Marilyn Holt Title: "Identification of the Zinc and Manganese Binding Sites in Calprotectin and Their Role in Host Defense against Staphylococcusaureus" Mentor: Walter Chazin and Eric Skaar Department: Chemistry and Microbiology Home Institution: Houghton College
Research Abstract: The neutrophil protein calprotectin is an important factor in vertebrate innate immune response to infection, comprising 40-50% of the protein component of the neutrophil cytoplasm. During infection, calprotectin inhibits bacterial and fungal growth via the sequestration of the essential nutrient metals manganese and zinc, reaching concentrations of 1 mg/ml in infected tissues. Calprotectin is an S100A8/S100A9 heterodimer with two distinct transition metal binding sites. Site I is composed of four histidine residues, and Site II is composed of one aspartate and three histidine residues. Zinc and manganese bind to calprotectin with high affinity in 2:1 and 1:1 metal to protein ratios, respectively, and calprotectin is necessary for manganese sequestration in vivo. To fully elucidate the relationship between metal chelation and bacterial growth suppression, the structural basis for transition metal chelation by calprotectin was examined and correlated with the effect of calprotectin on S. aureus metabolism. Site-directed mutagenesis was employed to create two variants of calprotectin, each with a single disrupted metal-binding site. Isothermal titration calorimetry (ITC) analysis revealed that, while both sites bind to zinc, only Site I binds manganese with high affinity. The Site I and Site II variants were also tested for anti-staphylococcal activity. Disruption of either Site I or Site II increased the IC50 against S. aureus by twofold as compared to wild type calprotectin. The Site II variant exhibited increased antimicrobial activity as compared to that with the Site I variant, revealing a critical role for manganese sequestration in this protein’s antimicrobial activity. These results indicate that combined zinc and manganese chelation significantly enhances the antimicrobial activity of calprotectin. This data also shows that the four histidine site is capable of binding both manganese and zinc, but the three histidine, one aspartate site is not. These results provide a basis for the development of novel therapeutics utilizing nutrient metal chelation.
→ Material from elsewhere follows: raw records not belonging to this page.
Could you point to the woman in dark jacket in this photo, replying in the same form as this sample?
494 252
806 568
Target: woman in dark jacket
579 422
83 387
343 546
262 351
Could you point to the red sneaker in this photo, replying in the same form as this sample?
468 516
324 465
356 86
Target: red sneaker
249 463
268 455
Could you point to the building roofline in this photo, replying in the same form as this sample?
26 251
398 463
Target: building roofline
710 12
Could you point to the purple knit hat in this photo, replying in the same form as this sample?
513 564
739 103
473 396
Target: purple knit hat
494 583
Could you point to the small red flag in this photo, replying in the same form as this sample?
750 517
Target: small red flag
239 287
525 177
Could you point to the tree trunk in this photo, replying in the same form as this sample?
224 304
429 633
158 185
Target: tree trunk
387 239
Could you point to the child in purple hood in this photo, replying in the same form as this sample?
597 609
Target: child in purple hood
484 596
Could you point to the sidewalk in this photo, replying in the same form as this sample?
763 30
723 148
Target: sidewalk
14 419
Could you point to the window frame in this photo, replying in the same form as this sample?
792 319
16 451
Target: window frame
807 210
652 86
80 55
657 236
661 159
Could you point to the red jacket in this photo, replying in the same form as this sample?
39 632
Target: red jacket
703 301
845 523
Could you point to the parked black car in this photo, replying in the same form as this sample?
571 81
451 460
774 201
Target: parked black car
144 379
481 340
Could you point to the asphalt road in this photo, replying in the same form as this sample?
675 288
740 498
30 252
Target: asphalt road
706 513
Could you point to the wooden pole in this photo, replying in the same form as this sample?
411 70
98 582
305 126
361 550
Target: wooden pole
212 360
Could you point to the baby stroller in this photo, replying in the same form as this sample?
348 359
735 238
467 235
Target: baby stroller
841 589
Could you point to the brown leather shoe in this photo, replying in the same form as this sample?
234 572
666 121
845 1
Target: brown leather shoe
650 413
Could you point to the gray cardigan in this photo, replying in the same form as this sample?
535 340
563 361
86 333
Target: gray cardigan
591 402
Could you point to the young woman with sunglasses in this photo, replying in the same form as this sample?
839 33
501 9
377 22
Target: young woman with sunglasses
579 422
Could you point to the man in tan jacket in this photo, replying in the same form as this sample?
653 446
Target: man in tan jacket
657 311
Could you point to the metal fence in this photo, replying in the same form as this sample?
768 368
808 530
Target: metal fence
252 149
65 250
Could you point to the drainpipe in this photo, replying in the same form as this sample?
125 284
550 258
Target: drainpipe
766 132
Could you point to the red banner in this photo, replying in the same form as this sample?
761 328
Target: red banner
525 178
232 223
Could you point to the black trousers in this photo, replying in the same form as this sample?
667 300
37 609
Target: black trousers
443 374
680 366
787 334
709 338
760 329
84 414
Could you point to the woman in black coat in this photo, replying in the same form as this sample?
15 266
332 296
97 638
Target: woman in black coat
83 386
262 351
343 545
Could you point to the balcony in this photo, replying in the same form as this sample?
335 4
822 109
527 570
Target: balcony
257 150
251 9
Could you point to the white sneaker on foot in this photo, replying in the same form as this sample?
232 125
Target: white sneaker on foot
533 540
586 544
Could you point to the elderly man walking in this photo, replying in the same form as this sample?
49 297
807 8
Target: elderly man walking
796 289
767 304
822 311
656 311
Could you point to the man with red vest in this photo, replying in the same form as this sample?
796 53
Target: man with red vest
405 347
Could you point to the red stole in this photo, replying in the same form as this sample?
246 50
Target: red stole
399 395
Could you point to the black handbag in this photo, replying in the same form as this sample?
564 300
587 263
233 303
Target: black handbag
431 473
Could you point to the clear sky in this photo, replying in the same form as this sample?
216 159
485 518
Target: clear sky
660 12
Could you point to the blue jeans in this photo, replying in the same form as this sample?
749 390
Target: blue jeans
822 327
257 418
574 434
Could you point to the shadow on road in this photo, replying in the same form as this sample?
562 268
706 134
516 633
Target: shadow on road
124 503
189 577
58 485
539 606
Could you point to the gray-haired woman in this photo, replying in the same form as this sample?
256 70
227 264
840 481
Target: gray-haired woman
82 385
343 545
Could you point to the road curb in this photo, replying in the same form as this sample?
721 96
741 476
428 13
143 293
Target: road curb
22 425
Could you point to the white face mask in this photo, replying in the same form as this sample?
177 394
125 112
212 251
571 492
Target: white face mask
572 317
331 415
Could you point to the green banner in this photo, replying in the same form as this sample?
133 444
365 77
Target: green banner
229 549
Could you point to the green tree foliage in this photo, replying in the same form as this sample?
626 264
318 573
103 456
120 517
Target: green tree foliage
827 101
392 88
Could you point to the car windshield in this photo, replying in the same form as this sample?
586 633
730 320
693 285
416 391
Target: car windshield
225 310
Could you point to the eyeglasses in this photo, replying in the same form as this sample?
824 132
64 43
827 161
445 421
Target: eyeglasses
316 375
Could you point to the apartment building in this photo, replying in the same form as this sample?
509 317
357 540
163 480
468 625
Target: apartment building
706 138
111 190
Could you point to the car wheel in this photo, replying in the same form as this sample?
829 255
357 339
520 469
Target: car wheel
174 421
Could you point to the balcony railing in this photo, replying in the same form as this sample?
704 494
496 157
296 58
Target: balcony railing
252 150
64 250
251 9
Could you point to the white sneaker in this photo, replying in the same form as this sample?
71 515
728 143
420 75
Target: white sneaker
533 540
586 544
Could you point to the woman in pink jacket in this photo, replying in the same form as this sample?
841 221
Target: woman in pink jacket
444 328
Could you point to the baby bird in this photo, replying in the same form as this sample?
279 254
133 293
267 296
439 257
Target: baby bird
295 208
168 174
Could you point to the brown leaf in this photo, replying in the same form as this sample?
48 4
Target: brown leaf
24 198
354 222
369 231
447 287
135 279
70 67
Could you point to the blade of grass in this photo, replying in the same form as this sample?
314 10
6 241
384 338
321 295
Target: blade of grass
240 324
Ismail Kassim Title: "Analysis of Jurkat Cell Immune Response to Chemical Biological Warfare Agents" Mentor: John McLean Department: Chemistry Home Institution: North Carolina State University
Research Abstract: Chemical Biological Warfare Agents (CBW) represent a significant threat to the modern world as they are able to cause biological damage in small dose. The success of treatment after CBW toxin exposure depends on the ability to quickly confirm that an individual is exposed as well as being able to identify the specific toxin used. In this study, we are interested in characterizing the chemical response of cells exposed to a variety of CBW toxins, with the goal of establishing a chemical profile that can be used to identify the toxin. Thus, we hope to be able to determine what toxin a person is infected with by the metabolic chemical traces left in the immune system as well as the change in motion of immune response cells as a result of changes in their environment. Three common CBW toxins examined in this experiment include: Staphylococcal Enterotoxin A (SEA), T-2, and Aflotoxin. This project utilizes Jurkat cells—a model system for activation of T-cells—to better understand the cellular immune response to toxins. To test the immune response incited by T-2, SEA, and Aflotoxin, cell mobility and exposure experiments were conducted. Initial results indicate the Jurkat cells do elicit a physical response to toxin exposure and mass spectrometry analysis shows chemical signatures which are likely toxin-specific. Through study of these cells, we can better understand how toxins metabolize in the body. Further studies include the study of the toxins Anthrax, Ricin, Tetrodoxin and Staphylococcal Enterotoxin B (SEB) by the techniques discussed above as well as characterization of their chemical profiles.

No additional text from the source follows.